SIGBPS AOI: Business Intelligence in E-Commerce

Track Chairs:

Qiang Wei (Tsinghua University)
Junjie Wu(Beihang University)

Track Description:

The advent of E-Commerce and its ubiquitous penetration to our daily life have reshaped the business world drastically. Business intelligence, turning the sheer volume of data gathered from E-Commerce processes into actionable business insights, has become a critical factor for the success of E-Commerce. In recent years, with the explosion of social media and its close interaction with E-Commerce, business intelligence has been further adapted to handle the significant challenges from the so-called big data. This track aims to bring together people from both academia and industry to present their most recent work related to business intelligence and E-Commerce, and exchange ideas and thoughts in order to advance this exciting joint area. We invites high-quality, original papers describing applications of data mining and knowledge discovery to E-Commerce, as well as applied and fundamental research addressing data mining issues particular to these areas.

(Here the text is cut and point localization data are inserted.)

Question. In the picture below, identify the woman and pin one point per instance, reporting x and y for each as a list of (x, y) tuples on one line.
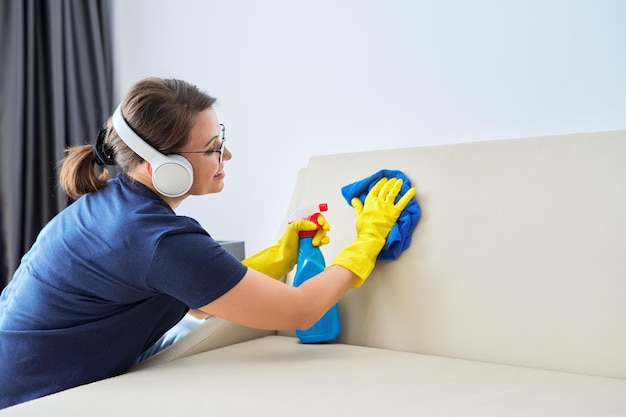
[(110, 274)]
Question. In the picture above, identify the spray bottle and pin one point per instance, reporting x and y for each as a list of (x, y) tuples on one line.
[(310, 263)]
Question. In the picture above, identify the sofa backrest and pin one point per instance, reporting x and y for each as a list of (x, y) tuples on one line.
[(519, 256)]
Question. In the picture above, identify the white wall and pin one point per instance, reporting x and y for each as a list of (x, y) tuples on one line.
[(296, 79)]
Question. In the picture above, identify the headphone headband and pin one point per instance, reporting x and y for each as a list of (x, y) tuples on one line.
[(172, 175)]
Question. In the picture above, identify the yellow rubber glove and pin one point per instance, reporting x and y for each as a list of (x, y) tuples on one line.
[(374, 220), (278, 260)]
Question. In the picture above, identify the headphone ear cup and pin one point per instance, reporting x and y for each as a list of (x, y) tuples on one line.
[(172, 175)]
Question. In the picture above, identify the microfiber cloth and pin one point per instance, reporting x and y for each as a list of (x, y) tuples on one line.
[(399, 238)]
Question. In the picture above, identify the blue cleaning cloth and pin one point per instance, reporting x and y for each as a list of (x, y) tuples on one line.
[(399, 238)]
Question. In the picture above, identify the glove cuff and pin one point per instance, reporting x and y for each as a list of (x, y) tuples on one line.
[(360, 258)]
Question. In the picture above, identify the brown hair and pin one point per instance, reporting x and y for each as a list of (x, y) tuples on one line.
[(161, 111)]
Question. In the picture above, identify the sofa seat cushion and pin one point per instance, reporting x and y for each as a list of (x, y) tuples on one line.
[(279, 376)]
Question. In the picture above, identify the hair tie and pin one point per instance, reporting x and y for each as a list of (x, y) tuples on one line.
[(103, 153)]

Problems of interest include, but not limited to: recommender systems, social media computing and social network analysis, sentiment discovery and opinion mining, online advertising and internet economy, mobile computing and location-based services, big data analytics and cloud computing, integration of E-Commerce systems and data warehousing, customer segmentation and profiling, fraud detection and network security, privacy-preserving data mining, clickstream mining, text mining, and BI cases in E-Commerce.